# NBD Epiphone Accu-bass MiK (my first bass)



## vilk (May 27, 2015)

Woo I am now a bassist. I've been playing a bit and really its not too hard so far. It's fun writing potential bass lines to all this guitar music I have written. 
Anyhow here are some pics! From what I understand it's one of the older (allegedly better made?) ones because it has the black headstock instead of blonde. The neck is really wide it's almost like a guitar. Which I guess is alright since that's what I'm used to anyway?


----------



## Grand Moff Tim (May 27, 2015)

I love those things. The practice space the stoner rock band I was in last year used to rent had one lying around for people to use, and I'd pick it up from time to time. The saddles are f_u_cking HUGE.


----------



## Chokey Chicken (May 27, 2015)

I love me some p basses! Really want to snag a 5 string p bass, but they're not super common. Looks nice! Cool to hear that you're digging bass playing. I find its easier for me to groove out while playing bass as opposed to guitar where I'm a bit stiff and boring. 

Congrats and hnbd!


----------



## stevexc (May 27, 2015)

I know nothing about this bass but that name makes me laugh. It's not a PRECISION bass, it's an ACCUrate bass!

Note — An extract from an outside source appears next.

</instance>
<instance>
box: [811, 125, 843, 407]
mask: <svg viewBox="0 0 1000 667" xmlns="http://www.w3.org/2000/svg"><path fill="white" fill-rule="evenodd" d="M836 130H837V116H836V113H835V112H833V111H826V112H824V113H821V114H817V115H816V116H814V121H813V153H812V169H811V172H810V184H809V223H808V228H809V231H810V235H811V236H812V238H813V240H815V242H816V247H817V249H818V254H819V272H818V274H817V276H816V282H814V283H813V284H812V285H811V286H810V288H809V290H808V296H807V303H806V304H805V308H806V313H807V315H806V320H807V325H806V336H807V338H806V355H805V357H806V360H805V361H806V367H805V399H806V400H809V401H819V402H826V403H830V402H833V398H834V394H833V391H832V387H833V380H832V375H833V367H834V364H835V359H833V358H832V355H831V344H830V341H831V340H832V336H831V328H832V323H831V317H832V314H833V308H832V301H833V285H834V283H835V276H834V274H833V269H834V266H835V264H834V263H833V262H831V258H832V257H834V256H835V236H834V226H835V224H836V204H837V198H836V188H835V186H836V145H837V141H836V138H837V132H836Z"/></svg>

Looks like a solid instrument though!


----------



## Chokey Chicken (May 27, 2015)

Jesus I'm dense. I didn't even notice they used a synonym.


----------



## vilk (May 28, 2015)

Haha I thought the name thing was funny, too. I'll tell you the reason I jumped at this bass even though I haven't seen many P-basses that I liked is that sweet headstock. Everyone else I've shown it to hates it but I liked it right off the *bat*. Also mop logo? yesplease. 

Also, as Tim mentioned, the giant saddles. Even though I don't palm mute a bass (I don't think many people do?) they are really comfy. 

Also, finding a maple neck squire p-bass is harder than you might guess. Or at least, people don't seem to be moving them around nearly as much as rosewood.

And the thumb ledge! As a new bassist, this thing really makes finger playing easy for me. Though if I'm being honest I think it makes a better tone with being picked. However, I don't even have it plugged in so who knows how it might sound then


----------



## Chokey Chicken (May 28, 2015)

One of the only reasons I like 5 string basses is because I use the 5th string as a sort of thumb ledge. It's a little more comfortable, and lets you move your picking hand around with a bit more freedom.

I'm with you on the headstock though. I thought it was really cool. Our band tends to prefer the sound of bass with a pick as well. We rock loose strings with heavy picking. Creates a lot of potentially unwanted high end noise, but it works for our type of music, which is down-tuned distorted type stuff. For us, finger playing is reserved more for the mellow stuff. It's good to practice both, as versatility is never a downfall.


----------